Monday, January 02, 2006

[Bookland] The book experience

I read this on 50 Books and thought it really hits the mark on the book-reading experience:


Because they appear on the printed page alongside articles about world events and local news, book reviews have somehow got it in their head that they are pieces of journalism. As such, writers of book reviews dwell in sensory deprivation tanks where their analysis of each book they read can percolate in a bubble of hermetically sealed objectivity.

Now, out here in the real world where a few of us live, books are read under slightly different conditions: while standing on buses, in hurried snatches in doctors' waiting rooms, while waiting anxiously for a phone call after a job interview, on beaches with a glass of sangria wedged firmly in the sand next to your towel, blurry-eyed by the light of the nightlight while rocking a teething baby.

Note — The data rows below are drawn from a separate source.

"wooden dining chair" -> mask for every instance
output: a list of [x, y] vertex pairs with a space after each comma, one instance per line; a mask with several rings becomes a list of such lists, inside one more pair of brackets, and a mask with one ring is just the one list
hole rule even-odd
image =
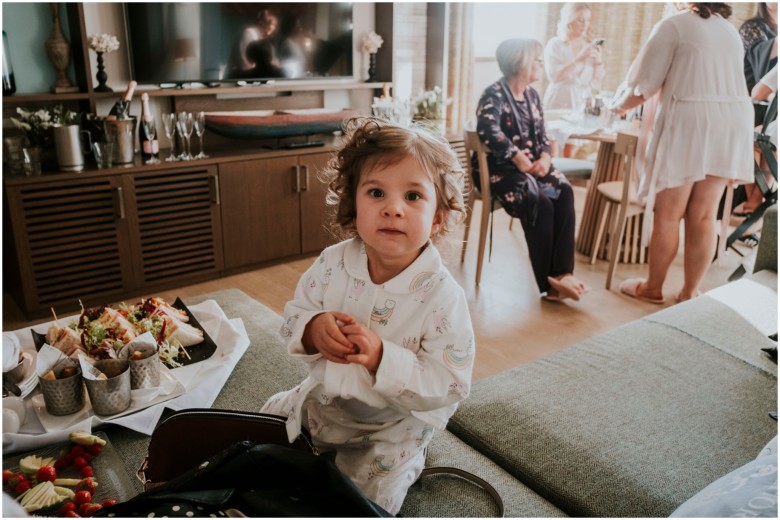
[[[466, 220], [464, 222], [463, 247], [460, 253], [461, 263], [466, 258], [466, 246], [468, 245], [469, 231], [471, 229], [471, 217], [474, 213], [474, 202], [481, 200], [481, 210], [479, 217], [479, 242], [477, 246], [477, 276], [476, 285], [482, 277], [482, 262], [485, 257], [485, 243], [487, 242], [488, 224], [492, 218], [493, 211], [501, 208], [501, 204], [490, 194], [490, 174], [488, 172], [487, 154], [490, 153], [487, 146], [479, 140], [476, 125], [473, 122], [466, 123], [463, 130], [463, 143], [466, 147], [466, 183], [469, 186], [473, 184], [473, 168], [471, 165], [471, 154], [477, 154], [477, 164], [479, 165], [479, 186], [471, 186], [468, 193], [468, 209], [466, 210]], [[492, 248], [492, 243], [491, 243]]]
[[620, 157], [620, 169], [623, 170], [623, 180], [602, 182], [597, 186], [599, 194], [604, 198], [604, 210], [599, 216], [596, 241], [593, 244], [593, 251], [590, 256], [591, 265], [596, 263], [596, 256], [601, 249], [601, 240], [604, 238], [604, 231], [607, 227], [610, 212], [617, 211], [617, 216], [613, 216], [612, 230], [608, 235], [609, 252], [607, 260], [609, 261], [609, 270], [607, 271], [606, 288], [612, 286], [612, 279], [615, 276], [615, 267], [620, 253], [620, 243], [623, 241], [623, 232], [626, 227], [626, 221], [645, 211], [644, 202], [637, 197], [638, 181], [636, 177], [636, 168], [634, 168], [634, 159], [636, 158], [636, 147], [638, 137], [631, 134], [617, 134], [615, 142], [615, 154]]

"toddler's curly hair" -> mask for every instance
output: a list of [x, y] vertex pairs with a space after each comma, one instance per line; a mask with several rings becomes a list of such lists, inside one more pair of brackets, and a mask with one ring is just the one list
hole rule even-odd
[[437, 242], [463, 221], [463, 167], [443, 136], [416, 124], [406, 127], [375, 117], [356, 117], [345, 123], [343, 144], [320, 173], [328, 185], [331, 227], [337, 237], [357, 235], [355, 190], [361, 174], [406, 157], [417, 161], [436, 187], [436, 211], [442, 224], [431, 240]]

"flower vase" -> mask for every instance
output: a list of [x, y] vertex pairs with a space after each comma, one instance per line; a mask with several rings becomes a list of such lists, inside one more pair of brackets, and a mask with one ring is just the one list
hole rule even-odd
[[108, 74], [106, 74], [106, 68], [103, 66], [103, 53], [98, 52], [98, 72], [95, 74], [95, 78], [98, 80], [98, 86], [95, 87], [95, 92], [113, 92], [114, 89], [106, 85], [108, 81]]
[[368, 79], [366, 83], [374, 83], [376, 81], [376, 53], [372, 52], [368, 55]]

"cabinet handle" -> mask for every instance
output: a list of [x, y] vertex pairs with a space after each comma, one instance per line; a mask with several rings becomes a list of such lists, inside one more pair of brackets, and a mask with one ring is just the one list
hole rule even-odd
[[117, 186], [114, 188], [114, 216], [119, 217], [121, 220], [125, 219], [125, 197], [122, 192], [122, 187]]
[[293, 166], [293, 191], [295, 193], [301, 192], [301, 167], [298, 165]]
[[216, 175], [209, 176], [209, 192], [211, 194], [211, 203], [219, 206], [219, 178]]
[[303, 185], [301, 186], [301, 191], [309, 191], [309, 166], [304, 164], [301, 168], [303, 168]]

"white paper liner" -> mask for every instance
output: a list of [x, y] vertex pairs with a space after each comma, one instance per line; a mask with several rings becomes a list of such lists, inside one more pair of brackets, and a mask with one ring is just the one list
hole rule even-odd
[[[228, 377], [230, 377], [230, 374], [233, 372], [236, 363], [241, 359], [244, 352], [246, 352], [246, 349], [249, 347], [249, 337], [247, 336], [241, 319], [236, 318], [228, 320], [225, 313], [214, 300], [208, 300], [193, 305], [189, 309], [217, 345], [217, 350], [211, 357], [204, 361], [173, 370], [166, 369], [166, 367], [163, 366], [163, 370], [160, 374], [161, 390], [159, 390], [159, 393], [156, 396], [150, 397], [150, 394], [154, 392], [154, 389], [143, 389], [140, 392], [145, 392], [145, 394], [138, 396], [135, 394], [137, 391], [133, 390], [133, 401], [131, 402], [130, 408], [122, 415], [101, 418], [93, 415], [91, 410], [87, 410], [86, 416], [81, 416], [78, 413], [74, 414], [76, 416], [75, 418], [73, 418], [73, 416], [67, 416], [71, 418], [70, 421], [72, 424], [69, 426], [65, 424], [58, 425], [59, 428], [64, 429], [52, 427], [52, 430], [49, 431], [47, 428], [44, 428], [38, 413], [32, 413], [35, 411], [35, 407], [32, 404], [33, 397], [29, 397], [27, 399], [27, 420], [25, 421], [25, 424], [22, 425], [22, 429], [19, 433], [3, 434], [3, 453], [29, 450], [38, 446], [59, 442], [67, 439], [67, 433], [70, 431], [78, 429], [91, 431], [92, 428], [97, 428], [103, 424], [116, 424], [146, 435], [151, 435], [165, 408], [181, 410], [183, 408], [210, 407], [217, 398], [217, 395], [219, 395], [220, 390], [222, 390], [225, 381], [227, 381]], [[60, 320], [61, 323], [68, 321], [72, 321], [72, 319], [68, 320], [65, 318]], [[36, 325], [35, 329], [40, 330], [49, 325], [50, 323]], [[29, 327], [14, 331], [13, 333], [19, 338], [23, 351], [35, 352], [35, 346]], [[180, 389], [175, 389], [170, 394], [163, 395], [168, 388], [163, 384], [163, 381], [165, 381], [163, 373], [166, 372], [170, 374], [181, 387]], [[181, 394], [176, 396], [179, 391]], [[36, 390], [34, 394], [40, 394], [40, 390]], [[172, 397], [173, 399], [171, 399]], [[86, 399], [88, 401], [89, 397], [86, 396]], [[138, 401], [136, 401], [136, 399], [138, 399]], [[138, 410], [136, 405], [141, 401], [146, 401], [151, 404], [147, 404], [146, 408]], [[87, 407], [85, 406], [85, 410], [86, 409]], [[73, 423], [74, 421], [75, 423]], [[85, 424], [86, 427], [84, 426]]]

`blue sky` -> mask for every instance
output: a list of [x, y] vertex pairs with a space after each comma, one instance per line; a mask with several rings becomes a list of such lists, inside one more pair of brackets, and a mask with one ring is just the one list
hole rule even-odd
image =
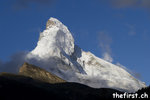
[[34, 49], [50, 17], [62, 21], [83, 50], [107, 54], [150, 84], [150, 1], [1, 0], [0, 61]]

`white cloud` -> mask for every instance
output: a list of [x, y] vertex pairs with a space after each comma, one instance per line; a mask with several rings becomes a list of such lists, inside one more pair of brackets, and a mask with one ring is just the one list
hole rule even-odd
[[125, 69], [128, 73], [130, 73], [131, 75], [133, 75], [135, 78], [141, 79], [141, 74], [140, 73], [138, 73], [136, 71], [132, 71], [130, 69], [127, 69], [125, 66], [123, 66], [120, 63], [116, 63], [116, 65], [119, 66], [119, 67], [121, 67], [121, 68], [123, 68], [123, 69]]
[[102, 56], [103, 59], [109, 62], [113, 62], [112, 58], [112, 51], [111, 51], [111, 43], [112, 43], [112, 38], [107, 35], [107, 32], [102, 31], [99, 32], [99, 46], [102, 50]]

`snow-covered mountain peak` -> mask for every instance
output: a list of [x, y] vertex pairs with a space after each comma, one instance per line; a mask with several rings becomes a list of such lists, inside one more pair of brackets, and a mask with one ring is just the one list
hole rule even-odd
[[74, 52], [74, 39], [68, 28], [55, 18], [47, 21], [46, 29], [40, 33], [37, 47], [28, 57], [61, 57], [61, 53], [71, 55]]
[[115, 88], [134, 92], [145, 87], [125, 69], [85, 52], [74, 44], [68, 28], [50, 18], [27, 62], [40, 66], [69, 82], [79, 82], [95, 88]]

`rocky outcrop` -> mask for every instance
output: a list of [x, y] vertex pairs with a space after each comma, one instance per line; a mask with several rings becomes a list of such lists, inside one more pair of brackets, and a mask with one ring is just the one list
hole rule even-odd
[[66, 82], [65, 80], [57, 77], [56, 75], [41, 69], [37, 66], [24, 63], [22, 67], [19, 70], [19, 74], [27, 77], [31, 77], [36, 80], [40, 80], [43, 82], [48, 82], [48, 83], [63, 83]]

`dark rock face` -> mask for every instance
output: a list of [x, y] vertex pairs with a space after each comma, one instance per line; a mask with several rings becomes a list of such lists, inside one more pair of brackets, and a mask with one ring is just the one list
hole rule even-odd
[[[150, 87], [137, 91], [139, 95], [144, 92], [150, 95]], [[123, 94], [114, 89], [66, 82], [28, 63], [23, 64], [17, 75], [0, 73], [0, 100], [116, 100], [113, 93]]]
[[52, 73], [49, 73], [44, 69], [28, 63], [23, 64], [23, 66], [19, 70], [19, 74], [48, 83], [66, 82], [65, 80], [57, 77], [56, 75], [53, 75]]
[[0, 100], [108, 100], [114, 92], [120, 93], [78, 83], [49, 84], [21, 75], [0, 75]]

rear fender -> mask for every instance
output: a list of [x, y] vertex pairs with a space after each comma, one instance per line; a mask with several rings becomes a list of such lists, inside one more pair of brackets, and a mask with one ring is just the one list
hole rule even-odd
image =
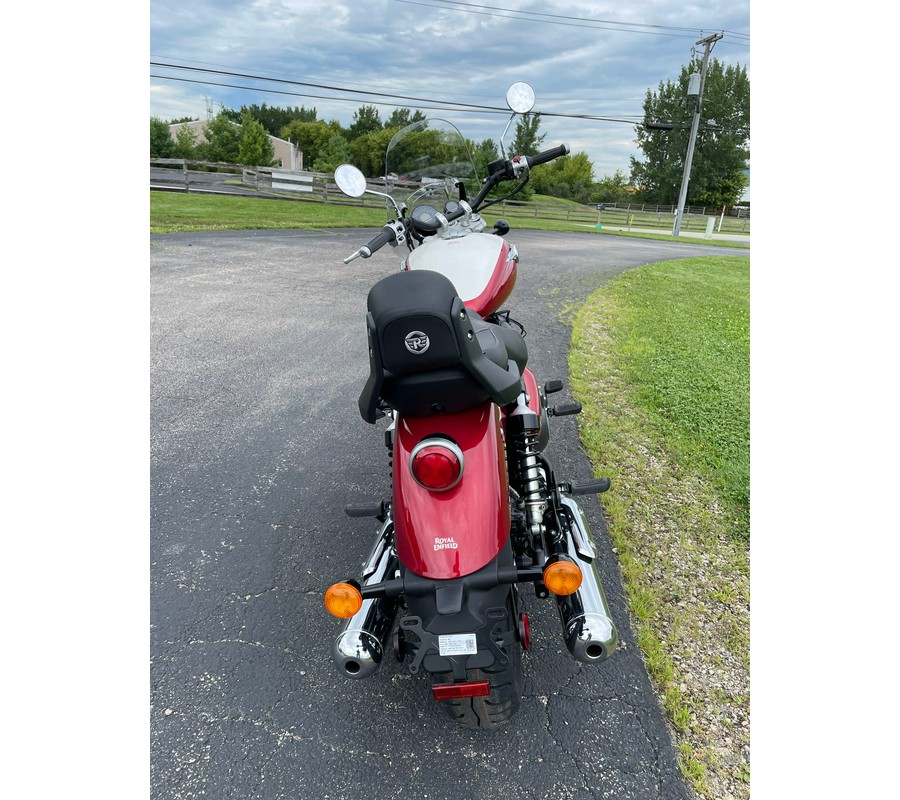
[[[463, 454], [459, 483], [445, 492], [420, 486], [413, 448], [442, 436]], [[394, 532], [400, 562], [416, 575], [446, 580], [484, 567], [509, 538], [509, 478], [493, 403], [456, 414], [397, 418], [393, 459]]]

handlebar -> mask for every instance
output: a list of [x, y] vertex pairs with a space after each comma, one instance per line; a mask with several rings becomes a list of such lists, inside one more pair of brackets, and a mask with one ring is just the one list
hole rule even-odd
[[528, 163], [528, 169], [532, 167], [536, 167], [538, 164], [546, 164], [548, 161], [553, 161], [554, 158], [559, 158], [560, 156], [567, 156], [569, 154], [569, 145], [561, 144], [559, 147], [551, 147], [549, 150], [545, 150], [543, 153], [538, 153], [536, 156], [525, 156], [525, 161]]
[[[473, 211], [477, 212], [479, 206], [481, 206], [485, 197], [487, 197], [488, 192], [498, 183], [506, 180], [515, 180], [527, 173], [532, 167], [536, 167], [539, 164], [546, 164], [548, 161], [553, 161], [554, 158], [559, 158], [560, 156], [568, 154], [569, 145], [561, 144], [558, 147], [551, 147], [549, 150], [545, 150], [543, 153], [538, 153], [534, 156], [515, 156], [511, 161], [504, 160], [490, 163], [488, 165], [490, 175], [481, 187], [481, 191], [478, 192], [478, 196], [472, 201], [472, 205], [469, 206], [462, 202], [460, 208], [448, 213], [444, 219], [446, 219], [447, 222], [453, 222], [466, 214], [471, 214]], [[398, 213], [400, 212], [398, 211]], [[372, 253], [376, 250], [380, 250], [386, 244], [402, 244], [406, 239], [405, 225], [407, 222], [408, 220], [405, 219], [389, 222], [369, 241], [368, 244], [360, 247], [352, 256], [345, 258], [344, 263], [349, 264], [355, 258], [368, 258]]]
[[405, 240], [403, 233], [403, 222], [389, 222], [375, 236], [373, 236], [368, 244], [364, 244], [352, 256], [344, 259], [345, 264], [349, 264], [354, 258], [368, 258], [376, 250], [380, 250], [386, 244], [391, 242], [402, 243]]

Books are also obtained in different circumstances that affect our emotional response to them: as gifts from beloved friends or hated co-workers, as found objects in rental cabins, in the mail from the bloody book of the month club you keep forgetting to cancel, in the bowels of a used bookstore after years of searching.

There are a thousand other factors that make our experience of a book highly subjective: a dislike of certain authors and genres, a tactile distaste for hardcovers or for paperbacks, an irrational prejudice against a character because they share a name with someone you loathe, and even -- yes, it's true -- a visceral reaction to a book's cover.

So why, then, the pretense of objectivity, a pretense that's all the more ironic and unnecessary given that book lovers are the first people you can rely on to appreciate and understand -- and enjoy -- the environmental and emotional factors that colour your experience with a book?